# Formalising Fermat

Lead Research Organisation:
Imperial College London

Department Name: Mathematics

### Abstract

Mathematics can be viewed as a game with precise rules -- everything is black and white. Computers are nowadays getting very good at such games. Computers can routinely beat the best humans at chess, and with the recent new developments by Deep Mind they can now beat us at the oriental board game Go. Indeed, computer scientists now consider board games to be essentially "solved" -- computers play them better than humans.

But mathematics is different -- it is inherently infinite. For this and other reasons, computers are currently nowhere near "beating" humans at the game of proving new mathematical theorems. However, what is currently within scope is that computers could be used to *help* mathematicians with their research, doing things from checking messy lemmas automatically to suggesting results which may be helpful in a given situation. Perhaps surprisingly, the main obstacle to this sort of progress is that too few mathematicians are engaged with this kind of software, and hence computer proof assistants simply do not know most of the *definitions* of the objects which mathematicians use in their research, let alone the main theorems about these definitions. Computer scientists have already designed tools which can analyse databases of theorems and make suggestions or apply them automatically -- the problem is that the databases do not yet exist.

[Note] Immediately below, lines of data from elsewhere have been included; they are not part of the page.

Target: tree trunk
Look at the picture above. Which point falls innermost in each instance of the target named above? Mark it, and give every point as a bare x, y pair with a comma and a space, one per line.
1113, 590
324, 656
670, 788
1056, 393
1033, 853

The proposed research intends to change this. The resolution by Wiles and Taylor-Wiles of Fermat's Last Theorem in 1994 was a highlight of 20th century mathematics, and the tools used (automorphic forms, Galois representations) are still central objects of study in number theory today. My proposal is to fully formalise much of the mathematics involved in a modern proof of FLT in the Lean computer proof assistant, thus reducing the (gigantic) task of fully formalising a proof of Fermat's Last Theorem to the task of fully formalising various results from the 1980s. Such a project will enable Lean to understand many of the basic definitions in modern number theory and arithmetic geometry, meaning that it will be possible to start stating modern mathematical conjectures and theorems in number theory and arithmetic geometry which use such machinery.

Ultimately the outcomes of the project will be that a computer will be able to understand some proofs from late 20th century mathematics, but also many statements of theorems of 21st century mathematics. In particular, this project enables humanity to start thinking about creating formalised databases of modern results in number theory. One could envisage a computer-formalised version of the services such as Math Reviews which summarise modern mathematical research papers for humans, or databases of results in algebraic and arithmetic geometry which can be mined by AI researchers.

But mathematics is different -- it is inherently infinite. For this and other reasons, computers are currently nowhere near "beating" humans at the game of proving new mathematical theorems. However, what is currently within scope is that computers could be used to *help* mathematicians with their research, doing things from checking messy lemmas automatically to suggesting results which may be helpful in a given situation. Perhaps surprisingly, the main obstacle to this sort of progress is that too few mathematicians are engaged with this kind of software, and hence computer proof assistants simply do not know most of the *definitions* of the objects which mathematicians use in their research, let alone the main theorems about these definitions. Computer scientists have already designed tools which can analyse databases of theorems and make suggestions or apply them automatically -- the problem is that the databases do not yet exist.

The proposed research intends to change this. The resolution by Wiles and Taylor-Wiles of Fermat's Last Theorem in 1994 was a highlight of 20th century mathematics, and the tools used (automorphic forms, Galois representations) are still central objects of study in number theory today. My proposal is to fully formalise much of the mathematics involved in a modern proof of FLT in the Lean computer proof assistant, thus reducing the (gigantic) task of fully formalising a proof of Fermat's Last Theorem to the task of fully formalising various results from the 1980s. Such a project will enable Lean to understand many of the basic definitions in modern number theory and arithmetic geometry, meaning that it will be possible to start stating modern mathematical conjectures and theorems in number theory and arithmetic geometry which use such machinery.

Ultimately the outcomes of the project will be that a computer will be able to understand some proofs from late 20th century mathematics, but also many statements of theorems of 21st century mathematics. In particular, this project enables humanity to start thinking about creating formalised databases of modern results in number theory. One could envisage a computer-formalised version of the services such as Math Reviews which summarise modern mathematical research papers for humans, or databases of results in algebraic and arithmetic geometry which can be mined by AI researchers.